Aceptó su paga con un leve pestañeo que no habría desentonado en el rostro de un rey.

Jaime Kreen parecía algo pensativo.

—Está fanfarroneando, Tuf —le dijo—. No es ningún dios. Lo que nos enseñó eran meramente simulaciones. Jamás podría haber logrado todo eso, pero a un ordenador se le puede programar para que muestre cualquier cosa.

—Ciertamente —dijo Haviland Tuf.

—Ciertamente —dijo Jaime Kreen, cada vez más irritado—. Consiguió darle un susto de muerte a Moisés, pero a mí no me engañó ni por un instante, a pesar de todas sus imágenes. El granizo fue la clave. Bacterias, enfermedades, pestilencia. Todo eso queda dentro de los confines de la guerra ecológica. Puede que incluso esa cosa oscura entre en ella, aunque creo que no era sino un invento. Pero el granizo es un fenómeno meteorológico y no tiene nada que ver con la biología o la ecología. Ahí dio un patinazo, Tuf. Pero el resultado final fue muy encomiable y espero que ayude a mantener la humildad de Moisés en el futuro.

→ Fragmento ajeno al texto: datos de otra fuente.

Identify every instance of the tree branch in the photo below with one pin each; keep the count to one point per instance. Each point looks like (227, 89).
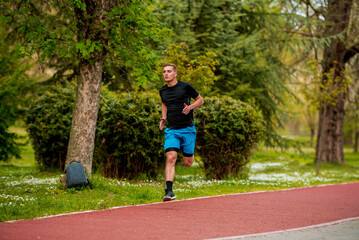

—Humildad, cierto —replicó Haviland Tuf. Tendría que haberme tomado un tiempo y trazar mis planes, con más cuidado, para engañar a un hombre dotado de su clarividente percepción, no me cabe duda de ello. Siempre consigue derrotar mis pequeños planes.

Jaime Kreen se rió.

—Me debe cien unidades —le dijo—, a cambio de haber traído y llevado a Moisés.

—Caballero —dijo Haviland Tuf—, jamás olvidaría tal deuda y no es necesario que me la recuerde con semejante brusquedad —abrió la caja que Kreen había traído de Caridad y le entregó cien unidades—. Encontrará una escotilla del tamaño adecuado a su persona en la sección nueve, más allá de las puertas en las que se ve el letrero Control Climático.

Jaime Kreen frunció el ceño.

—¿Escotilla? ¿A qué se refiere?

Haviland Tuf lo miró sin inmutarse.

—Caballero —dijo—, había pensado que le resultaría obvio. Me refiero a una escotilla, un ingenio mediante el cual podrá abandonar el Arca, sin que mi valiosa atmósfera la abandone al mismo tiempo que usted. Dado que no posee nave espacial alguna, resultaría estúpido utilizar una escotilla de mayor tamaño. Tal y como he dicho, en la sección nueve podrá encontrar una escotilla más pequeña y conveniente a su talla.